Taiwan should suspend all religious exchanges with China before Beijing stops its oppression on Tibetan monks, the Taiwan Solidarity Union (TSU) said yesterday.
TSU legislative caucus whip Hsu Chung-hsin (許忠信) said China’s recent crackdown on Tibetan monks has been one of the most brutal cases of persecution in history, which has resulted in at least 20 monks dying from 30 cases of self-immolation since March last year.
The TSU would propose to observe a moment of silence before the next legislative session to pay tribute to those monks who perished, Hsu said.
President Ma Ying-jeou’s (馬英九) administration should recognize the gravity of the oppression and suspend all religious exchanges across the Taiwan Strait until Beijing stops its violent actions, Hsu said.
TSU Legislator Huang Wen-ling (黃文玲) said China is an atheist country and that it oppresses all religions, including Christianity and Catholicism.
The most recent crackdown in Tibet began in 2008, when China tightened its control over the region before the Beijing Summer Olympics by deploying its troops there and enforcing “patriotism education,” TSU Legislator Lin Shih-chia (林世嘉) said.

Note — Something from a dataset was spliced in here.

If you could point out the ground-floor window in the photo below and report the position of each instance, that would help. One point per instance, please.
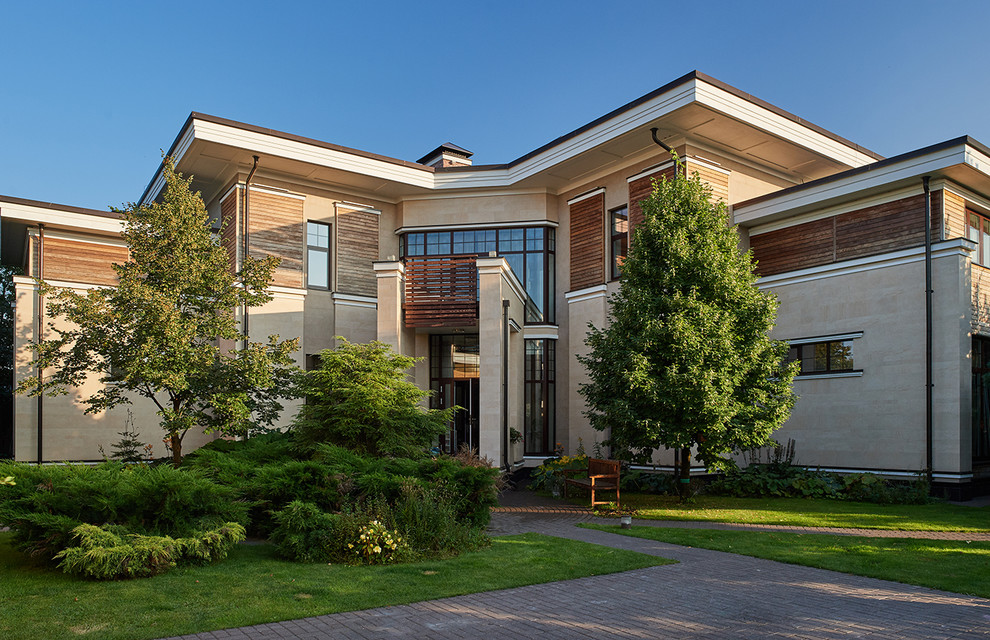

The Tibetan issue goes beyond religion as it is also related to human rights and ethnicity, Lin said.
“Engaging in religious exchanges with a country like China would amount to self-belittlement for Taiwan,” Lin said.
The Democratic Progressive Party expressed similar concerns on Feb. 21 over the situation in Tibet amid an intensifying crackdown by Chinese authorities and called on Ma to voice his concerns to Beijing.